Jamieson pulled off a sizeable chunk of Harrison’s cheek and chewed it—oh God he chewed it and swallowed it down like a dog with a biscuit. The other Congressmen were silent and baffled; they didn’t understand what they were looking at. But Harrison’s horrified face showed that he understood, and he struck out with his feet and free hand, trying to get clear of the monster that had once been a respected—though not liked—colleague.
Jamieson held on to Harrison’s wrist, and he gathered to his feet. He leaped onto the younger man and caught his flailing, striking fist. Harrison watched, his face slack with horror, as Jamieson opened his mouth impossibly wide. Jamieson’s jaw cracked and popped as it stretched like the maw of a snake and bit off two of Harrison’s fingers. Harrison shrieked and slammed his head against the metal floor of the trailer in a bid for freedom or unconsciousness. Then Jamieson seized Harrison’s hair and pinned his head to the floor, baring the senator’s neck. Harrison screamed louder and louder—and then fainter, foggier, bubbly and dying. Jamieson bit down and chewed.
Now the others understood, and they screamed too. But they were helpless old men, including twenty Republicans, and there was not even a single firearm among them. They scrambled back away from the spreading pool of blood, pushing and shoving and howling like trapped, dying dogs.
Bellini pulled a jackknife out of his pocket. He stepped around to Jamieson’s back, hoping that the monster was too busy eating to notice him. He opened the knife and then with a swoop and a prayer he swung and buried the knife to the hilt in Jamieson’s right eye.
The thing screamed and stumbled back, clawing at the knife with no apparent knowledge of how to pull it free. Bellini shouted in triumph and turned to the others, who were crammed into the far end of the trailer, just behind the cab. They stared at him with wide, frightened eyes.
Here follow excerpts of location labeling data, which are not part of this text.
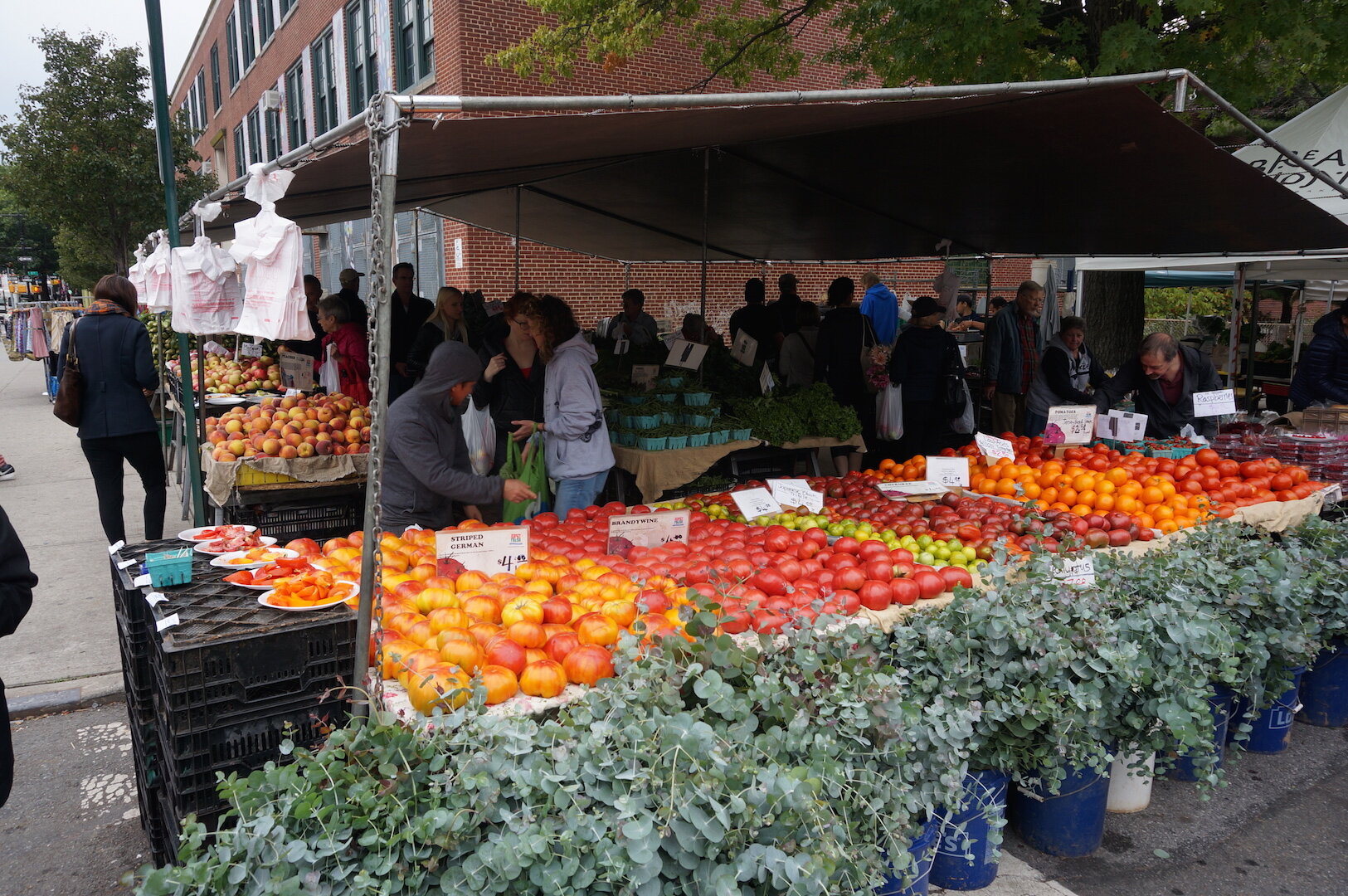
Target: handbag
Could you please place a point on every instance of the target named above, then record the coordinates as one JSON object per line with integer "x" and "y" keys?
{"x": 66, "y": 407}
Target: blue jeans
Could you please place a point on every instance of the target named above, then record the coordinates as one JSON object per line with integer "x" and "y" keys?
{"x": 580, "y": 492}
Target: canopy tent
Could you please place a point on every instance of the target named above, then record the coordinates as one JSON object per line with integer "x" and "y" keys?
{"x": 830, "y": 181}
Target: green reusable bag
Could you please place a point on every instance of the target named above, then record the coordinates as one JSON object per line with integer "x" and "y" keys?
{"x": 534, "y": 473}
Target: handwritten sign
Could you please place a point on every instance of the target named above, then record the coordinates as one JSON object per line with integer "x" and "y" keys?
{"x": 766, "y": 382}
{"x": 496, "y": 550}
{"x": 297, "y": 371}
{"x": 686, "y": 354}
{"x": 1069, "y": 425}
{"x": 948, "y": 470}
{"x": 908, "y": 489}
{"x": 796, "y": 494}
{"x": 645, "y": 373}
{"x": 1078, "y": 573}
{"x": 744, "y": 348}
{"x": 992, "y": 446}
{"x": 754, "y": 503}
{"x": 1125, "y": 426}
{"x": 649, "y": 530}
{"x": 1214, "y": 403}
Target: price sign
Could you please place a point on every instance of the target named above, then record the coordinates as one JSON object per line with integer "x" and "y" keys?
{"x": 755, "y": 503}
{"x": 686, "y": 354}
{"x": 645, "y": 373}
{"x": 744, "y": 348}
{"x": 796, "y": 494}
{"x": 297, "y": 371}
{"x": 992, "y": 446}
{"x": 906, "y": 489}
{"x": 1078, "y": 573}
{"x": 1214, "y": 403}
{"x": 647, "y": 530}
{"x": 1069, "y": 425}
{"x": 948, "y": 470}
{"x": 1122, "y": 425}
{"x": 498, "y": 550}
{"x": 766, "y": 382}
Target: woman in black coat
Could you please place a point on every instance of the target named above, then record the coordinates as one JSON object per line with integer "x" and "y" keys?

As if he were the monster.
The Jamieson thing was still thrashing, still living, but blood was pouring down its face and mingling with Harrison’s blood, soaking Harrison’s body. Its movements seem to be slowing. Maybe Bellini had succeeded in striking the brain. “It’s okay,” Bellini said. “Jamieson was—was sick. Or maybe he went crazy from the stress. I don’t know. But it’s okay now, because I stopped him. Right? I stopped him.”
Bellini stared at the group of elderly men, who were still and silent. The semi hit another bump, and most of them stumbled. A few fell to their knees. But some kept their feet, still and silent.
Their eyes were yellow and filmed with a dark-green haze.